During the study period from February 2018 to February 2024, a total of 206 patients (73 female, 133 male) with a median age of 48.4 years (range 15.3–93.7) were included in the analysis.

Feasibility

Closed reduction was performed under UGRA in 124 patients (60%) and under PSA in 82 patients (40%). Successful reduction was achieved in all patients without documented need for conversion to alternative analgesic techniques. No major complications related to UGRA or PSA were observed. In the UGRA group, no clinically apparent respiratory complications such as dyspnea were documented.

A representative clinical course of shoulder dislocation and reduction is shown in Figure 4.

Adoption of UGRA Over Time

A total of 31 physicians were involved in patient care during the study period. However, the distribution of UGRA procedures among providers was highly uneven. Four anesthesiologists performed the majority of blocks (n = 88), whereas the remaining 27 physicians performed only 36 blocks in total.

Over the six-year study period, the use of UGRA increased steadily, while the proportion of PSA decreased accordingly (Figure 5). This trend was statistically significant (p < 0.001) and reflects the progressive adoption of UGRA in routine clinical practice.

Local Anesthetic Volume

The volume of local anesthetic decreased over time (Figure 6). Analysis of all blocks demonstrated a significant reduction in administered volumes during the study period (p < 0.001).

Most procedures were performed using volumes of approximately 5 mL. Due to the limited number of procedures per individual provider, operator-specific analyses were not further explored in the present study.

Length of Stay (Exploratory Analysis)

Length of stay (LOS) was analyzed in patients discharged from the ED. Patients requiring hospital admission were excluded (8 UGRA, 5 PSA).
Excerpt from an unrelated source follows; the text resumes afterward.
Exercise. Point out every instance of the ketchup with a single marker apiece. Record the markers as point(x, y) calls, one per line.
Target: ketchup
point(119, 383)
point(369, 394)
In this subgroup, patients treated with UGRA showed a shorter median LOS compared to those treated with PSA, with an approximate difference of 30 minutes (p = 0.034; Figure 7).

Variability in LOS was considerable, and this analysis was exploratory in nature.

Temporal Trends in LOS

A reduction in LOS over time was observed in both treatment groups (Figure 8). Linear trend analyses demonstrated decreasing LOS for both UGRA and PSA during the study period (UGRA: p = 0.015; PSA: p = 0.012), suggesting that general improvements in departmental workflow may also have contributed to shorter treatment times over time.

Discussion

This study suggests that UGRA targeting the ST can be implemented in a real-world ED setting and appeared to be safe in this cohort.

Ultrasound-guided regional anesthesia has previously been described as an alternative to PSA for shoulder reduction, with several studies reporting effective analgesia and favorable procedural conditions [7,8,9,10,11]. However, most of these reports focus on technical feasibility and short-term outcomes rather than long-term integration into routine clinical practice.

A key finding of the present study is the progressive increase in the use of UGRA over time, accompanied by a corresponding decrease in PSA. This trend, which was statistically significant, suggests growing acceptance of the technique among clinicians and its gradual integration into routine clinical practice. Similar patterns of increasing uptake following structured implementation efforts have been described in other ED settings, although overall utilization and adoption across providers remain highly variable and dependent on training and local practice conditions [16,17,18].

Despite this overall trend, the distribution of procedural experience among providers was highly uneven. In the present study, four anesthesiologists performed the majority of UGRA procedures, while the remaining physicians had only limited exposure. This finding highlights a key challenge in the implementation of technically demanding procedures in ED settings.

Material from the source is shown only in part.